Who’s who at the Department of Health

Since 1997, four ministers have had responsibility for workplace health issues.
Up to last year’s General Election, occupational health fell within the remit
of the public health minister at the Department of Health.

Tessa Jowell, now culture, media and sports secretary, was the
first to hold the position under health secretary Frank Dobson.

When Dobson stood down to run as Mayor of London in October
1999, his successor Alan Milburn brought in Yvette Cooper, who is now
parliamentary secretary in the Lord Chancellor’s Department.

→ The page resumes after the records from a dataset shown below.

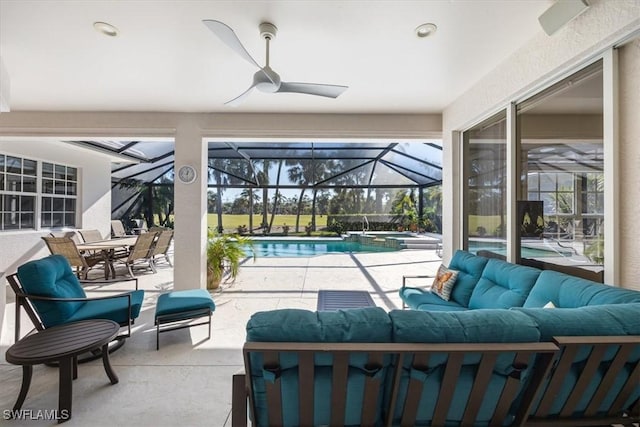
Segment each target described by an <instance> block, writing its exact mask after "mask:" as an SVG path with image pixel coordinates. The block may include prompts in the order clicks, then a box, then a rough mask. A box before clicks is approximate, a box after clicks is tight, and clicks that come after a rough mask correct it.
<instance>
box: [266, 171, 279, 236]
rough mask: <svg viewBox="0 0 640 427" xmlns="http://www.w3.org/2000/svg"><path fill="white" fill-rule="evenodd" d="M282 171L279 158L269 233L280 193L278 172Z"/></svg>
mask: <svg viewBox="0 0 640 427" xmlns="http://www.w3.org/2000/svg"><path fill="white" fill-rule="evenodd" d="M281 171H282V160H280V162H279V163H278V175H277V178H276V195H275V196H274V197H273V210H272V211H271V221H269V230H268V232H269V233H271V227H273V220H274V219H275V216H276V210H277V209H278V199H279V197H278V195H279V194H280V189H279V187H280V172H281Z"/></svg>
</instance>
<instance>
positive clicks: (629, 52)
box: [618, 38, 640, 290]
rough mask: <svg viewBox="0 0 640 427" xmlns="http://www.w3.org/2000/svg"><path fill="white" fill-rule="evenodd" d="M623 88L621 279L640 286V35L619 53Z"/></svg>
mask: <svg viewBox="0 0 640 427" xmlns="http://www.w3.org/2000/svg"><path fill="white" fill-rule="evenodd" d="M618 61H619V62H618V66H619V74H620V80H619V90H620V124H619V126H620V128H619V129H620V160H619V161H620V163H619V166H620V172H619V173H620V176H619V179H620V186H619V190H620V193H621V197H620V235H621V236H623V238H622V239H621V242H620V243H621V245H620V258H621V259H620V265H621V268H620V273H621V275H620V279H621V282H622V283H624V284H625V286H626V287H629V288H633V289H637V290H640V209H638V203H639V202H640V170H639V168H638V166H639V165H640V120H638V115H639V114H640V38H638V39H636V40H635V41H633V42H632V43H629V44H627V45H625V46H623V47H622V48H621V49H620V51H619V56H618Z"/></svg>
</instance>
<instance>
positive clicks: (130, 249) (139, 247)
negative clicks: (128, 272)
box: [113, 233, 156, 277]
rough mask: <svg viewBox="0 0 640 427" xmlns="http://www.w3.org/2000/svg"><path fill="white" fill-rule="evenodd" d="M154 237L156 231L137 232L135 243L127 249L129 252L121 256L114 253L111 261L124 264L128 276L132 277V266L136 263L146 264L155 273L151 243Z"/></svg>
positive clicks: (155, 236)
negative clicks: (124, 265)
mask: <svg viewBox="0 0 640 427" xmlns="http://www.w3.org/2000/svg"><path fill="white" fill-rule="evenodd" d="M155 238H156V233H142V234H139V235H138V237H137V239H136V243H135V245H133V246H132V247H131V248H130V249H129V252H128V253H127V254H126V255H121V256H118V255H117V254H116V256H115V257H114V258H113V261H114V262H119V263H122V264H124V265H126V266H127V269H128V270H129V276H130V277H133V267H134V266H135V265H136V264H146V265H147V266H148V267H149V268H150V269H151V271H153V272H154V273H156V268H155V266H154V265H153V244H154V242H155Z"/></svg>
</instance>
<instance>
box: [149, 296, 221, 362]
mask: <svg viewBox="0 0 640 427" xmlns="http://www.w3.org/2000/svg"><path fill="white" fill-rule="evenodd" d="M215 309H216V305H215V303H214V302H213V298H211V295H210V294H209V292H207V291H206V290H204V289H191V290H187V291H174V292H168V293H166V294H162V295H160V297H158V303H157V305H156V317H155V324H156V350H158V349H159V348H160V333H161V332H168V331H175V330H176V329H183V328H190V327H191V326H198V325H206V324H208V325H209V337H208V338H211V313H213V311H214V310H215ZM205 316H208V317H209V320H208V321H207V322H200V323H188V324H180V325H178V326H176V325H174V326H170V327H166V328H163V329H160V326H161V325H164V324H168V323H176V322H183V321H185V320H191V319H197V318H200V317H205Z"/></svg>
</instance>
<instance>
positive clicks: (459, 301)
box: [449, 250, 489, 307]
mask: <svg viewBox="0 0 640 427" xmlns="http://www.w3.org/2000/svg"><path fill="white" fill-rule="evenodd" d="M487 261H489V259H488V258H485V257H480V256H477V255H474V254H472V253H470V252H466V251H462V250H458V251H456V253H455V254H453V258H451V262H450V263H449V268H450V269H451V270H456V271H458V272H459V273H458V278H457V279H456V283H455V284H454V285H453V290H452V291H451V298H450V299H451V300H452V301H455V302H457V303H458V304H460V305H462V306H464V307H469V300H470V299H471V293H472V292H473V289H474V288H475V287H476V284H477V283H478V280H480V277H481V276H482V270H483V269H484V267H485V265H487Z"/></svg>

A shake-up at the DoH after the General Election saw
occupational health become a stand-alone ministerial area of responsibility for
the first time, combined with NHS Plus.

Hazel Blears, who had been brought in to the DoH in December
1997 by Milburn, was made a minister and promptly given OH as one of her

This continued until the resignation of transport secretary
Stephen Byers in May. The reshuffle in the wake of this saw Blears promoted to
public health minister and David Lammy brought in in her place.

Among the other parties at Westminster, the Conservatives lump
occupational health in with the rest of the shadow health brief. It is the
responsibility of shadow health secretary and former GP Dr Liam Fox.

The Liberal Democrat with responsibility for OH is former
pharmacist Sandra Gidley.

Within the Scottish Parliament, occupational health is
currently part of health minister Malcolm Chisholm’s brief.